I maintain a list of not-so-good-claims in papers that I have read and
written (yes, including me). I promise to avoid these in any of my
future publications and encourage future researchers to avoid these.
- Incorrect
baseline: Comparing a method with a crippled baseline to make ones method
look better. Example: Showing one’s periodicity detection model is better
than auto-regressive model, which is not designed to detect seasonality or periodicity.
- Incorrect
assumptions:
The problem is right; while the formulation is wrong because of
incorrect assumptions. Example: Using mortality of patients as
surrogate for severity of diseases. This is a convenient but
unrealistic assumption with tons of hidden attributes.
- Unnecessary
problem: The problem does not exist in any application domain. Example:
Speeding up a quadratic algorithm while the data from the applications is so small to require that speedup.
- Incorrect
validation: Validation using low quality labeling. In the name of user
study, authors generate labeled data themselves and thus, bias the
results. A user study with three subjects is naturally done by the
authors or their friends.
- Absence
of significance: Absence of significance in the experimental
comparison of methods is not desirable. For example, if we use RMSE for
to compare two methods we must show how significant is the reduction in
error by the better method. A 4-watts reduction of root-meand-squared-error in a mega-watt
power-plant is not worth re-engineering an algorithm. Note that RMSE has a unit.
- Discovering
known knowledge using known knowledge: Using biased features that have
hidden pathways to the predictions. Example: Using doctor’s notes to
predict the disease of a patient. If a test patient goes to a doctor
for a note, he does not need a prediction for disease. He can just ask the
doctor.
- Incorrect
use of Synthetic data: Using synthetic data without an explanation of
how the data was generated to challenge the method. For example, if we
generate a sine wave for periodicity detection and a classic
random walk for autoregressive model, the synthetic data form trivial
scenarios. Note that, a sine wave has exactly one period and a
random walk has exactly one coefficient to estimate inthe AR model, which is 1.
- Complexity
of methods: Complexity is relative to the reader. However, authors must
make every
effort to present their methods simply. It is a crime to present a
method in
complex ways while there exists a simpler way. Mathematical notations
are useful to convey complex ideas, however, it is an art to find
simpler description instead of a laundry-list of notations or maze-like
plate-representations in papers.
- A
machine trained with another machine: Papers often use automatically
calculated or derived scores such as reputation, helpfulness,
trustworthiness, etc. as labels to train algorithms and show
performances. This is equivalent to training a classifier to behave
like another classifier. It is easier to make a copy of the original
classifier where the trivial non-scientific challenge is to find money
to obtain it.
- Mismatch
between motivation and optimization: Often
motivational example
of a paper does not match with the optimization done in the
paper. Example: Imagine an optimization function that reduces the
average shortest path distance the most by adding a set of edges
in the graph.
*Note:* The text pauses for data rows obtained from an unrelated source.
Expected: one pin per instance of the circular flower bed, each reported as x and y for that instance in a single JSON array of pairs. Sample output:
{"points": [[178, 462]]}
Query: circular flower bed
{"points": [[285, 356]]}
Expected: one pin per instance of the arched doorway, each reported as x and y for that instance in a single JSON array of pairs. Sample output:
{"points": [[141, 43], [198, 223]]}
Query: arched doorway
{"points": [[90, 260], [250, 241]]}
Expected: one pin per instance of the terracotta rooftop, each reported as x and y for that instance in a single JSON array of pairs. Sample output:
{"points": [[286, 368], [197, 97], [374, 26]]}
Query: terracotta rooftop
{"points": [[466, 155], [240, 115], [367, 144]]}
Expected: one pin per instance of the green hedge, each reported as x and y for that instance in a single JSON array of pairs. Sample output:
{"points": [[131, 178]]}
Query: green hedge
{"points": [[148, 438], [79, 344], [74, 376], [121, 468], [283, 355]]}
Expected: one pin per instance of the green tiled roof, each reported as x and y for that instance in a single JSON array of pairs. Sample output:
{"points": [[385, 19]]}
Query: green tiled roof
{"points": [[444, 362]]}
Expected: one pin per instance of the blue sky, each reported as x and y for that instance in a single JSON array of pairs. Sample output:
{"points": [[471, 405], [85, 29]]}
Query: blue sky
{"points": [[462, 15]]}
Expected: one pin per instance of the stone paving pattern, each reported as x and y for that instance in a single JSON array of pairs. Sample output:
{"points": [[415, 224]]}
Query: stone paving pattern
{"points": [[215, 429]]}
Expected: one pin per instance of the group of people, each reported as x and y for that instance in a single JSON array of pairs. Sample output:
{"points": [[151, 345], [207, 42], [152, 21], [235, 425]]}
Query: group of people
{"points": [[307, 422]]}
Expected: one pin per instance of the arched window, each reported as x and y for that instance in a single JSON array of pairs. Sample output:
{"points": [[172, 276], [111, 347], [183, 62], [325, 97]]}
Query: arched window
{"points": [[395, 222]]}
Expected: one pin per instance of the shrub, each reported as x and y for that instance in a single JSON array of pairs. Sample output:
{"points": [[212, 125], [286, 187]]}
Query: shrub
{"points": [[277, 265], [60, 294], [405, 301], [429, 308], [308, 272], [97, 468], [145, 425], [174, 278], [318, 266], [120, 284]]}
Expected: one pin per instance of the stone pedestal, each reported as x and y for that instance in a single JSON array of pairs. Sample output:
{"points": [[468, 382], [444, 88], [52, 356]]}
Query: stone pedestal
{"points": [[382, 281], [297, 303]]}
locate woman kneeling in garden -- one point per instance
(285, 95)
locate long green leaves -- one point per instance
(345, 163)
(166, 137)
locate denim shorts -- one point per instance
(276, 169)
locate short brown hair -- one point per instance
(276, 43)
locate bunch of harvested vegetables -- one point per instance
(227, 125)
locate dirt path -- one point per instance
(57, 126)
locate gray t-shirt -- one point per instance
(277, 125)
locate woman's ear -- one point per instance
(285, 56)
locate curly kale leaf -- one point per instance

This optimization function does not motivate a reduction
in number of stops in air-routing (nodes are airports and edges are
flights), if the formulation does not consider
passenger load at each edge.
- Implementation
bias:
Performance improvements of important algorithms are often
results of implementation bias such as comparing a c++ implementation
with a matlab implementation. Empirical evaluation of performances
should always be in the same platform and between the BEST
implementations of the competing methods under the BEST compilers and
so on. Clearly, I prefer avoiding such problems than solving them
appropriately.
- Averaging across datasets: Often
algoirhtms are tested on multiple datasets and authors report an
average error across datasets without the varaince or individual
numbers. A dataset from a real-domain comes with a large set of
dependencies on various domain specific parameters such as operating
conditions, time of the year, etc. Averaging error/accuracy over many
datasets and showing that the average is better than some other methods, is an incorrect way of claiming general superiority.